Où sont, où sont les puissances qui commandent aux morts? Voyez, ô toutes-puissantes exécrations des morts égorgés, voyez les tristes restes des Atréides chassés de leur demeure! De quel côte se tourner, ô Zeus!

LE CHŒUR DES KHOÈPHORES.

Antistrophe V.

Tout mon cœur est ébranlé par ces lamentations. A peine si je garde quelque espérance, et mon âme devient noire en entendant tes paroles. Mais ma douleur se dissipe de nouveau quand je vois ton courage, et tout me semble beau dans l'avenir.

ORESTÈS.

Antistrophe VI.

Que dirons-nous de plus? Faut-il rappeler les maux dont nous avons été accablés par notre mère? Il est des haines qui s'apaisent, mais non celles-ci. Ma colère contre ma mère est implacable comme un loup affamé.

ÈLEKTRA .

Strophe VII.

Elle a frappé comme Arès, ou comme une femme Kissienne toujours avide de combats. On a pu voir les coups multipliés de sa main s'abattant de tous côtés, de près et de loin, et redoublant! Ma tête retentit misérablement à chaque coup. Ô dieux! ô mère funeste et impie! Tu as osé ensevelir ton époux en ennemi, non pleuré, sans deuil et sans la foule des citoyens!

ORESTÈS.

Strophe VIII.

Tu as dit toute l'infamie du crime. Malheur à moi! C'est par mes mains et avec l'aide des dieux qu'elle expiera la mort honteuse de mon père. Que je la tue et que je meure après!

ÈLEKTRA .

Antistrophe VII.

Afin que tu le saches, elle l'a coupé en morceaux; et l'ayant ainsi traité, elle l'a enseveli, voulant emplir ta vie d'une douleur intolérable.
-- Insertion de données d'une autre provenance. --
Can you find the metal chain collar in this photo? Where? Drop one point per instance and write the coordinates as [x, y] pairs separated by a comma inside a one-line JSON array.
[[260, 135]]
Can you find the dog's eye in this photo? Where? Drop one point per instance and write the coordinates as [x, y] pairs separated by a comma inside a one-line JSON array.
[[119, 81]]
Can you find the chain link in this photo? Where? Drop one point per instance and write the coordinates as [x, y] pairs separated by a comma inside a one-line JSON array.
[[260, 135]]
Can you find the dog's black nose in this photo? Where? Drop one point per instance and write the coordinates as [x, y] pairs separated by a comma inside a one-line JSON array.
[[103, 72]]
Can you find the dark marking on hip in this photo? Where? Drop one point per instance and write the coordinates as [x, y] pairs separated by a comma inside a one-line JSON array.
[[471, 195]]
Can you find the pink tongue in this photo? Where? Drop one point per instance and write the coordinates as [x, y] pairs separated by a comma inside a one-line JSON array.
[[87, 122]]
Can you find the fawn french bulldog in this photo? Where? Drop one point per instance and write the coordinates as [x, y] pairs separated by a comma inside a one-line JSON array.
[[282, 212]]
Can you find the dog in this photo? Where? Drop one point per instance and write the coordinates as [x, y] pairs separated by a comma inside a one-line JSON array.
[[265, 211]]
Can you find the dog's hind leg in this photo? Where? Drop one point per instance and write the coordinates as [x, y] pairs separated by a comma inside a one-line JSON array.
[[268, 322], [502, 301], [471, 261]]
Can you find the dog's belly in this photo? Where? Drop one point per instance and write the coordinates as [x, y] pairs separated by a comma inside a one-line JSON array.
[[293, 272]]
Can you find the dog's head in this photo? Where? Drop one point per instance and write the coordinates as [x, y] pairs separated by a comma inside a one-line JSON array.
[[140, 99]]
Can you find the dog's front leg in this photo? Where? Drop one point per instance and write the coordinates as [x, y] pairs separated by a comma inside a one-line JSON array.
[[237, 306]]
Tu sais maintenant quel a été le meurtre lamentable de ton père.

ORESTÈS.

Tu m'as dit la destinée de mon père!

ÈLEKTRA .

Antistrophe VIII.

Et moi, j'étais tenue au loin, méprisée, abjecte, chassée de la demeure comme un vil chien, aimant mieux les larmes que le rire, et, pour toute joie, cachant mon deuil et mes plaintes. Garde dans ton esprit ce que tu viens d'entendre par tes oreilles jusqu'au lieu tranquille de la pensée. Puisqu'ils ont agi ainsi, demande à ta colère ce qu'il te reste à faire. Pour mener tout à fin, il faut avoir un haine invincible.